🤖 AI Summary
This work addresses the fragility of multi-label recognition under distribution shifts, particularly in zero-shot settings with frozen vision-language models like CLIP, where performance degrades due to the neglect of label co-occurrence structures. To tackle this, the authors propose Bayesian Conditional Prior (BCP), a test-time adaptation method that explicitly models label dependencies through anchor-guided, closed-form Bayesian optimization without updating the backbone network. The approach integrates zero-shot logits with second-order co-occurrence statistics in logit space, enabling lightweight adaptation and admitting an interpretation via pointwise mutual information. Experiments demonstrate that BCP substantially improves label consistency and outperforms existing test-time adaptation methods across multiple benchmarks, boosting average mAP from 57.31 to 69.22 for RN50 and from 62.61 to 71.79 for ViT-B/16.
📝 Abstract
Multi-label recognition with frozen Vision-Language Models (VLMs) is brittle under distribution shift: standard zero-shot inference scores labels independently, ignoring co-occurrence structure and producing incoherent label sets where dominant concepts suppress weaker but compatible labels.
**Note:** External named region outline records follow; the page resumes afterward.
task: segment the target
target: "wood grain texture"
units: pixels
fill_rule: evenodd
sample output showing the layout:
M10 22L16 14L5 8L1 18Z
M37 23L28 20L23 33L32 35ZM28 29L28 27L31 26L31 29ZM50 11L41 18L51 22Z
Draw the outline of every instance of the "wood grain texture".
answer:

We introduce Bayesian Conditional Priors (BCP) Estimation, a gradient-free test-time adaptation method that injects label dependency without tuning the backbone. BCP views zero-shot logits as a proxy for marginal posteriors under a fixed image-text likelihood and attributes shift-induced errors mainly to a mismatched label prior. For each test image, it selects a high-confidence anchor label and applies an anchor-conditioned Bayesian refinement. This update is closed-form in logit space and admits a pointwise mutual information (PMI) interpretation, explicitly promoting compatible labels and suppressing incompatible ones. BCP operates without target annotations by estimating anchor-conditioned priors online from the unlabeled test stream via lightweight second-order co-occurrence statistics, adding negligible overhead beyond a single forward pass. Across standard multi-label benchmarks and multiple CLIP backbones, BCP consistently outperforms strong TTA baselines, e.g., improving RN50 average mAP from 57.31 to 69.22 and ViT-B/16 from 62.61 to 71.79.